When passing parameters to a function, programming language design offers two options which are not mutually exclusive (both strategies can be implemented in the language):

  • applicative (also called strict) evaluation strategy:
    • parameters are always evaluated first
    • can be further refined into: call-by-value (e.g. as it happens in C) and call-by-reference (e.g. as it happens for objects in Java).
  • normal evaluation strategy (also called non-strict, and when implemented as part of the PL - call-by-name)
    • the function is always evaluated first
    • can be further refined into: lazy, which ensures that each expression is evaluated at most once

For more details, see the lecture on lazy evaluation. In Haskell, the default evaluation strategy is lazy.
However, there are ways in which we can force evaluation to be strict. In this lab, we will explore several programming constructs which benefit from lazy evaluation.

8.1.1. Describe the evaluation strategy of the following expressions:

foldr ((||).(==1)) False [2,1,3,4,5,6,7]
foldl (flip ((||).(==1))) False [2,1,3,4,5,6,7]

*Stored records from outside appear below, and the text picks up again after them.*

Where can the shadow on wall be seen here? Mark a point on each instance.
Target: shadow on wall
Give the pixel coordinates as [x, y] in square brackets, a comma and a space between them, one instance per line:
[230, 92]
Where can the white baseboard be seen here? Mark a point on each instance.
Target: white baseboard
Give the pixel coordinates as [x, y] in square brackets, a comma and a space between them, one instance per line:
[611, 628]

For this lab, streams are synonymous with infinite lists.
If you want to see their content, use the take function (:t take).

8.2.1. Define the stream of natural numbers.

nats :: [Integer]

8.2.2. Using the stream of natural numbers, define the stream of odd numbers and perfect squares. Hint: use higher order functions for a quick solution.

-- 1, 3, 5, 7, ...
odds :: [Integer]
-- 0, 1, 4, 9, ...
squares :: [Integer]

8.2.3. Define the stream of Fibonacci numbers. Hint: :t zipWith.

fibs :: [Integer]

8.3.1. Define the build function which takes a generator g and an initial value a0 and generates the stream: [a0, g a0, g (g a0), g (g (g a0)), ... ].

{-
    having this function, you should
    easily be able to define the natural numbers
    with something like: build (+1) 0
-}
 
build :: (Double -> Double) -> Double -> [Double]

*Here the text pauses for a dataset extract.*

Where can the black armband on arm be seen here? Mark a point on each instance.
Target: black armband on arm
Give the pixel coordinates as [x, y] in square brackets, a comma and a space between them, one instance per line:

8.3.2. Using the build function, define the following streams:

-- 0, 1, 0, 1, 0, 1, 0, ...
alternatingBinary :: [Double]
 
-- 0, -1, 2, -3, 4, -5, ...
alternatingCons :: [Double]
 
-- -1, 2, -4, 8, -16, ...
alternatingPowers :: [Double]

8.3.3. Define the select function which takes a tolerance e and a stream s and returns the nth element of the stream which satisfies the following condition: $ \lvert s_n - s_{n+1} \rvert < e$ .

select :: Double -> [Double] -> Double

Mathematical Constants

8.3.4.

Knowing that $ \displaystyle \lim_{n \rightarrow \infty} \frac{F_{n+1}}{F_n} = \varphi$ , where $ F_n$ is the nth element of the Fibonacci sequence, write an
approximation with tolerance e=0.00001 of the Golden Ration ($ \varphi$ ). Use the previously defined fibs stream and the select function.

phiApprox :: Double

8.3.5.

Consider the sequence:

$ a_{n+1} = a_n + sin(a_n)$ ; where $ a_0$ is an initial approximation, randomly chosen (but not 0 because $ a_{n+1} != a_n$ ).

Knowing that $ \displaystyle \lim_{n \rightarrow \infty} a_n = \pi$ , write an approximation with tolerance e=0.00001 of $ \pi$ . Make sure to use build and select.

piApprox :: Double

Square Root

8.3.6.

Given a number k, we want to create a function which calculates the
square root of k. This is another place where laziness and streams come into play.

Consider the following sequence:

$ a_{n+1} = \frac{1}{2}(a_n + \frac{k}{a_n})$ ; where $ a_0$ is an initial approximation, randomly chosen.

Knowing that $ \displaystyle \lim_{n \rightarrow \infty} a_n = \sqrt{k}$ , write a function that approximates $ \sqrt{k}$ with tolerance e=0.00001. Use build and select.

sqrtApprox :: Double -> Double

Derivatives

8.3.7.

We can approximate the derivative of a function in a certain point using the definition of the derivative:

$ \displaystyle f'(a)=\lim_{h \rightarrow 0} \frac{f(a+h)-f(a)}{h}$

We can obtain better successive approximations of the derivative in a point $ a$ , using a smaller $ h$ .

a) generate the sequence: $ h_0, \frac{h_0}{2}, \frac{h_0}{4}, \frac{h_0}{8}, \ldots$ (where $ h_0$ is a randomly chosen initial approximation)
b) generate the list of approximations for $ f'(a)$ , using the formula above
c) write the function that takes a function $ f$ and a point $ a$ and approximates $ f'(a)$ with tolerance e=0.00001, using the previous steps.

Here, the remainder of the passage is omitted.